SÁNCHEZ NO PUEDE ESCAPARSE VIVO

El debate de esta noche puede dar la vuelta a las encuestas si Pablo Casado y Albert Rivera consiguen mostrar al público la auténtica naturaleza de Sánchez y hasta dónde está dispuesto a llegar. Deben despojar al personaje de su fachada falsaria, dejar al descubierto esa ambición desmedida por la que está dispuesto a traicionar los principios constitucionales sobre los que se asienta España y sacarle la verdad, toda la verdad y nada más que la verdad, lo cual no es tarea fácil, pero tampoco imposible.

Rivera y Casado tienen una oportunidad acaso única, por más que el martes repitan en otra cadena, al tiempo que una obligación ineludible: la de impedir que el líder socialista derrotado, que pactó su silla presidencial con partidos filoetarras, separatistas y golpistas, pueda ganar en las urnas engañando a los españoles respecto de sus intenciones.

El candidato del puño y la rosa no debe escaparse vivo de un careo que ha estado intentando eludir, a base de artimañas varias, hasta verse obligado a ceder ante las legítimas exigencias de una democracia renuente a ser avasallada. Sus interlocutores han de obligarle a contestar tres preguntas claves para el futuro de nuestra Nación, que por vez primera se enfrenta en unos comicios generales a varias fuerzas independentistas abiertamente decididas a romper su unidad y a un dirigente socialista débil, cobarde, ávido de poder y enfermizamente narcisista, cuya respuesta a ese desafío es ofrecer un «diálogo» extramuros de la Carta Magna y aceptar lo inaceptable con tal de salvar su poltrona.

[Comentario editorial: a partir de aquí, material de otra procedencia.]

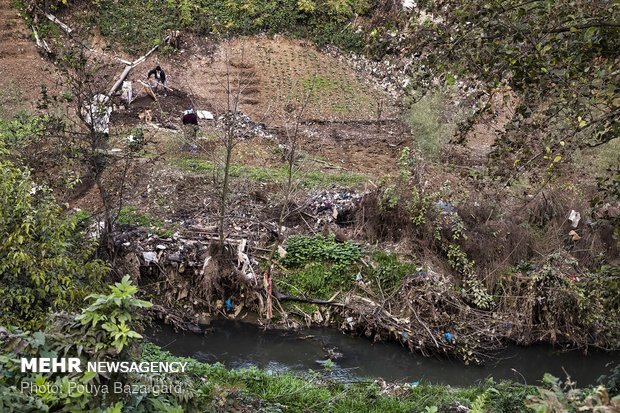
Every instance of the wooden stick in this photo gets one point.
(133, 64)
(41, 43)
(120, 80)
(59, 23)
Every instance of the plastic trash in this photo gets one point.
(149, 257)
(574, 217)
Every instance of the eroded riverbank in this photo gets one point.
(238, 345)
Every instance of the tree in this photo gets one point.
(45, 261)
(560, 58)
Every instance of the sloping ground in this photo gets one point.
(22, 69)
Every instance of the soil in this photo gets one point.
(20, 88)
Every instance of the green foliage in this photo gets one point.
(565, 397)
(312, 392)
(307, 179)
(131, 216)
(45, 262)
(318, 266)
(114, 311)
(21, 131)
(103, 332)
(387, 271)
(559, 58)
(138, 25)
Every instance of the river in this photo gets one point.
(238, 344)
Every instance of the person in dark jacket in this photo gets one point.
(159, 79)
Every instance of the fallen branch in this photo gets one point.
(63, 26)
(285, 297)
(41, 43)
(133, 64)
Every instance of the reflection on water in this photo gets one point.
(239, 345)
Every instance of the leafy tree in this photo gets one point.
(560, 59)
(44, 260)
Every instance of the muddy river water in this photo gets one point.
(238, 345)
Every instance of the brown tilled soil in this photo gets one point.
(22, 69)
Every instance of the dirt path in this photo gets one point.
(22, 69)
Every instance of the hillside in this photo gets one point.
(347, 171)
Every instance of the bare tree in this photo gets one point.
(292, 121)
(234, 86)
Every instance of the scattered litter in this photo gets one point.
(97, 113)
(127, 91)
(574, 236)
(228, 305)
(334, 206)
(574, 218)
(149, 257)
(204, 114)
(243, 126)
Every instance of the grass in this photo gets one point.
(309, 179)
(289, 392)
(131, 216)
(429, 130)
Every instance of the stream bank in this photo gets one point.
(240, 345)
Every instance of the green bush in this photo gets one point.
(45, 262)
(318, 266)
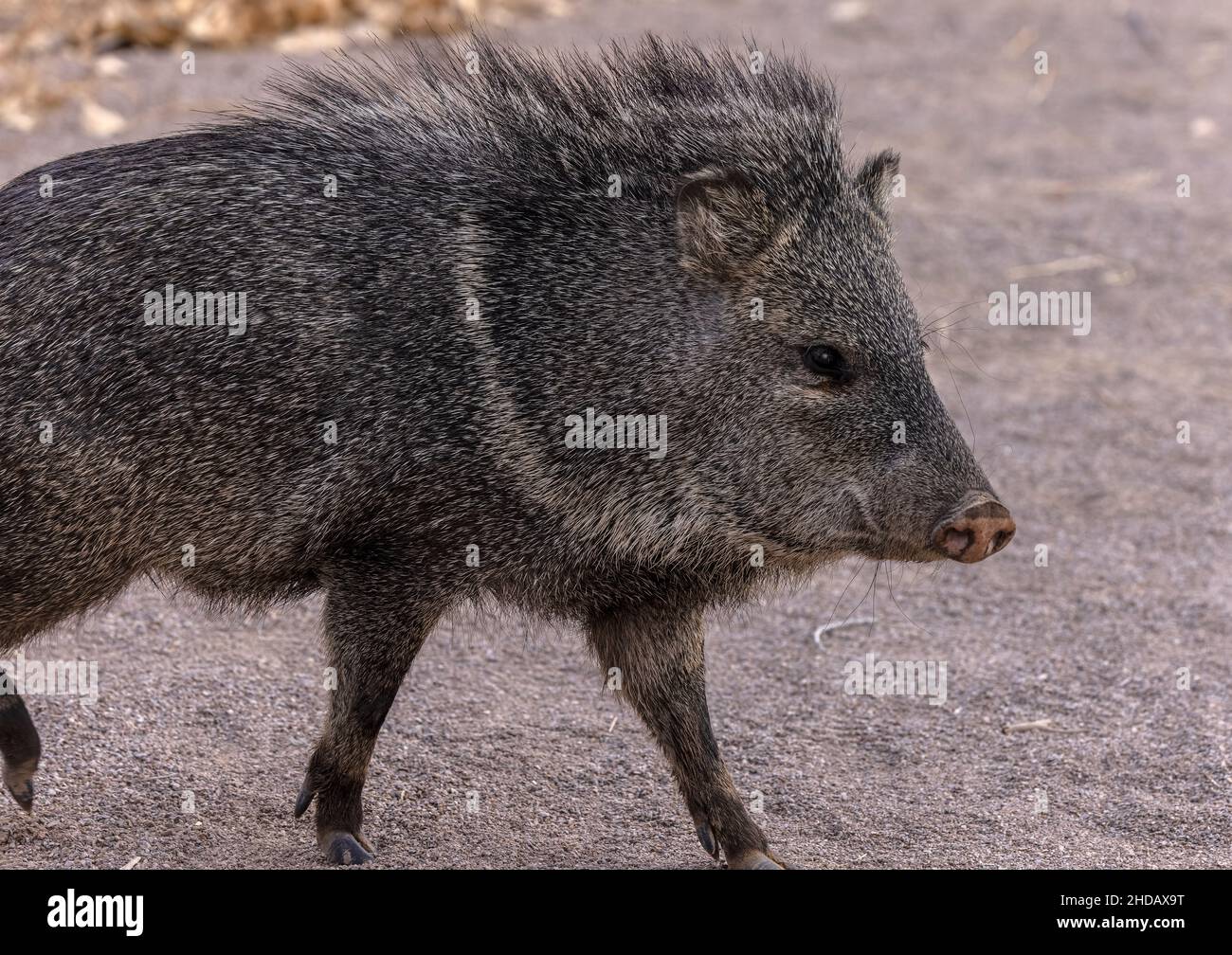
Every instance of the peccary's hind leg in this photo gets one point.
(373, 628)
(661, 655)
(19, 747)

-¿Indultará a los cabecillas del golpe catalán acusados de rebelión por el Tribunal Supremo, en caso de que sean condenados?

-¿Privará al pueblo español de la soberanía que le pertenece de forma exclusiva e indivisible, consintiendo la celebración en el País Vasco o Cataluña de algún tipo de consulta referida al futuro político de esas regiones?

-¿Seguirá alentando la salida de asesinos terroristas por la puerta trasera del sistema judicial?

Si en algo coinciden los candidatos de PP y Ciudadanos es en su defensa cerrada de la España constitucional, por lo que no deberían mostrar fisura alguna en la tarea de forzar al socialista a poner sus cartas boca arriba. Si calla, como hizo María Jesús Montero ante Álvarez de Toledo y Arrimadas, estará confirmando las peores sospechas y nadie podrá quejarse de haber ido a votar a ciegas.

Si niega, tendrán que empujarle a hacerlo de tal manera que después no pueda volverse atrás. Y si miente, que es lo más probable, la mentira quedará registrada en la videoteca y en la memoria colectiva con vistas a futuras citas electorales.

No es que nuestra ciudadanía sea muy exigente con la palabra de sus políticos, acostumbrados a utilizar el embuste como herramienta habitual en su tarea, pero hasta nosotros tenemos un límite en lo que estamos dispuestos a tragar y un «dije digo donde digo Diego» le saldría muy caro al PSOE en las autonómicas y municipales de mayo.

Esta noche pasan a un segundo plano las propuestas sociales, la economía y hasta los impuestos, por mucho que duelan. El líder de un Podemos muy menguado, Pablo Iglesias, carece de otro interés que el de calibrar su grado de sumisión al «hermano Zumosol».

En ausencia de Vox, que habría sido el mejor asidero de Sánchez para escudarse en la manida «derecha trifachita» (o «trifálica», según la definición de la ministra Dolores Delgado), los protagonistas indiscutidos del debate son Casado, Rivera y España. Confiemos en que ni uno ni otro le fallen a ella.